Tuesday, May 30, 2006

Mempermalas Para Pemalas

Coba cek kalender kalian. Kamis lalu, 25 Mei, kebetulan tanggalannya merah berhubung hari itu merupakan Hari Libur Nasional. Tapi ternyata, liburan yang menurut kalender seharusnya cuma satu hari diperpanjang jadi empat hari: Kamis – Jumat – Sabtu – Minggu, karena pemerintah menetapkan tanggal 26 – 27 Mei sebagai Hari Cuti Bersama (atau entah apa istilahnya).

Sebagai BHMN, ITB juga ikutan libur kena libur panjang. Aku, tentu aja, sama sekali gak keberatan. Libur? Siapa yang nolak? Sayangnya, pada saat hatiku bersorak gembira, otakku protes keras. Sisi logis dari diriku justru menyesali Hari Cuti Bersama karena saat ini aku lagi ngerjain TA (Tugas Akhir) dan justru lagi perlu banyak bekerja, bukan banyak liburan.

Kalo mau jujur, siapa sih yang gak suka libur? Siapa sih yang gak butuh libur? Kalo fisik dan mental udah kecapean, bawaannya males melulu dan akhirnya, kerja malah jadi gak optimal. Itu sebabnya kita butuh liburan, supaya kita bisa istirahat sejenak dan nantinya punya semangat baru untuk beraktivitas. Intinya, liburan itu perlu demi menjaga dan meningkatkan produktivitas.

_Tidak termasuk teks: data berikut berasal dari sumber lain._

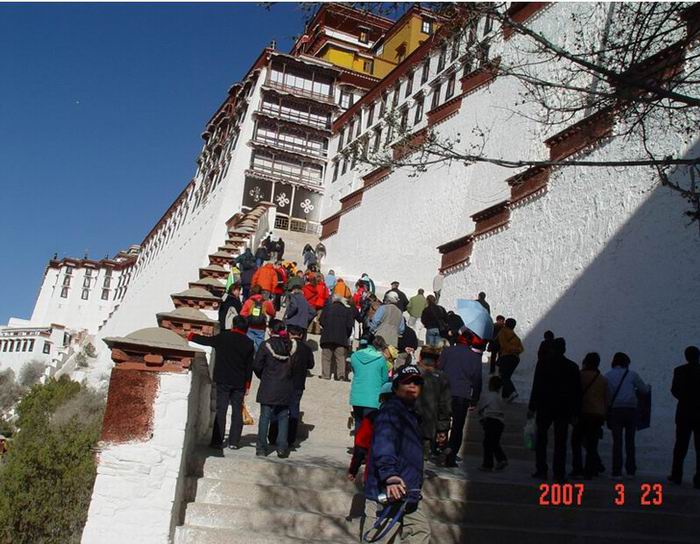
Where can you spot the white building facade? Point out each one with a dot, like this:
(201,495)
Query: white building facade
(601,256)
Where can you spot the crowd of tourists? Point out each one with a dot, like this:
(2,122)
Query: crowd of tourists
(410,398)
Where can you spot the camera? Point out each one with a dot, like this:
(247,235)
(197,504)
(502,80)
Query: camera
(384,498)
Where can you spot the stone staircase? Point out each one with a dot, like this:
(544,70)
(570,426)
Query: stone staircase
(237,497)
(294,243)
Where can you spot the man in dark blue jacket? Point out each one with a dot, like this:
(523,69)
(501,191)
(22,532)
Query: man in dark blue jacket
(395,466)
(233,371)
(462,365)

Lalu bagaimana dengan orang-orang yang malas tanpa sebab? Berdasarkan pengalaman pribadiku, kemalasan macam ini (biasanya sih karena kurang motivasi dan rasa tanggung jawab) justru gak mempan kalo diobati dengan liburan. Makin banyak libur (atau ngeliburin diri), yang ada malah tambah males.

Mungkin semua udah tau gimana kinerja pegawai negeri di negeri ini. Sering bolos/ngabur pas kerja, sering berinisiatif memperpanjang hari libur, kerjannya lelet, datang telat – pulang cepat, dan berbagai indikasi kemalasan lainnya. Bayangkan, apa jadinya kalo orang-orang macam ini sering-sering dikasih liburan? Celaka kan?! Bukannya tambah produktif, yang ada malah tambah males (percaya deh, aku buktinya).

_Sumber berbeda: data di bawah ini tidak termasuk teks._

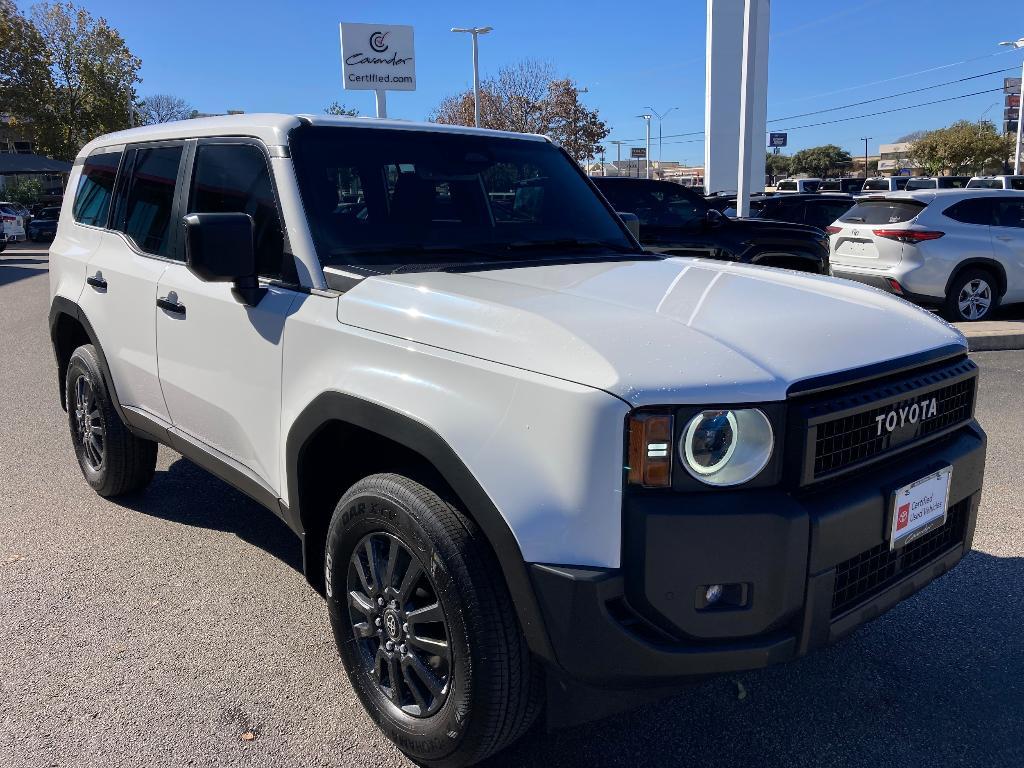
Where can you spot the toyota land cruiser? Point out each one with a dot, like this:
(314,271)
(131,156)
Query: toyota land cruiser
(527,461)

Seingatku, kebijakan memperpanjang liburan (menetapkan Hari Cuti Bersama) dan ngegeser hari libur ke awal/akhir pekan dibuat pasca Bom Bali I. Waktu itu, angka kunjungan wisata ke Bali menurun drastis. Demi mendorong kunjungan wisatawan domestik ke Pulau Bali, akhirnya pemerintah memunculkan “ide gemilang” tersebut. Masalahnya, kebijakan ini --selain bawa untung (meningkatkan angka kunjugan wisata)-- juga bikin buntung (secara tidak langsung bisa menurunkan produktivitas). Jangan-jangan kalo dihitung-hitung, kerugian yang ditimbulkan oleh penurunan produktivitas pekerja di Indonesia akibat kebijakan tersebut malah jauh lebih gede ketimbang keuntungan yang diraih industri pariwisata.

Saranku sih, cabut aja kebijakan itu. Bangsa Indonesia ini kan udah punya reputasi jelek karena kemalasannya (inget pameo “jam karet”?). Masa para pemalas dipermalas?

Catatan: Turut berduka cita untuk semua korban gempa di Yogyakarta dan sekitarnya. Semoga diberi ketabahan dalam menghadapi cobaan ini. Kami semua bersama teman-teman semua. Semoga mereka yang meninggal dunia diterima oleh Allah SWT.